I was fifteen. eight hours
in the waiting room remembering
the ride, lights flashing, you
crying through your oxygen
mask, saying I'm okay,
I'm okay. I still hear you
when I close my eyes,
see the man across the room,
folding paper cranes out of
magazine pages &
pamphlets about every
kind of pain. after six hours
he taught me the right way
to fold a wing
& it was, I think, the one thing
that saved me: each
smooth and steady crease
I can't stop reliving these moments.
outstanding, heart-touching piece
Little distractions sure do amount to so very much, eh?
Such a beautiful sincere heartbreaking moment. You have given us a gift in sharing this
sometimes, when you can't stop yourself from reliving something or obsessing over something, writing it out is the only way it stops. i wonder if it's because then, it knows it's been recognised. thoughts and people are alike- neither wants to be ignored.

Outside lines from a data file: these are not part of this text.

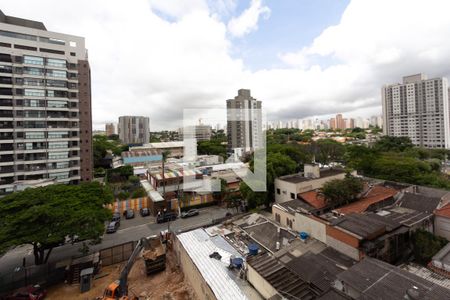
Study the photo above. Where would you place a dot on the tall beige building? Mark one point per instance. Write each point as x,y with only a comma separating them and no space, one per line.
110,129
244,123
419,109
45,105
134,129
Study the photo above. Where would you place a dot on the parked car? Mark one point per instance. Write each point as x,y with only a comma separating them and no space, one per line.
166,217
129,214
116,216
144,212
190,213
112,227
32,292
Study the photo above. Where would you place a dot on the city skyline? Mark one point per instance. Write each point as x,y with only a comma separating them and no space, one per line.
301,75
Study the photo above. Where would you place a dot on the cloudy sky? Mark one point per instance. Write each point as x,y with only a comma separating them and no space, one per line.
302,58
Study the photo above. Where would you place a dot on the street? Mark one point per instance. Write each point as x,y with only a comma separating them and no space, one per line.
129,230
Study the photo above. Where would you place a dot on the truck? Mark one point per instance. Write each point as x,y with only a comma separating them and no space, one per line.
154,255
155,260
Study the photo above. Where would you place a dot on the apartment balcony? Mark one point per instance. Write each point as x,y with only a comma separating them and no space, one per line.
7,170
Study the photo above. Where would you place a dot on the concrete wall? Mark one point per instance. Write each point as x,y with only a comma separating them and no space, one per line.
442,227
284,216
343,248
260,284
343,242
313,227
286,188
192,274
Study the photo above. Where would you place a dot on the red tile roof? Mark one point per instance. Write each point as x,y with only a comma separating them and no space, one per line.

yeah, I sometimes think it's like that. because someone out there somewhere, someday, might read it and be like - I totally understand. and that helps quiet the restlessness and the obsessing.
Beautifully written. I love the detail about the paper cranes and the gentleman patiently folding them... Not only soothing but the deeper meaning behind them, a wish for peace and if enough are folded the possibility of recovery from illness and pain.
yes, like the thousand paper cranes from Hiroshima. I was thinking about that the whole time I was folding. Thank you for reading
absolutely beautiful, very well written.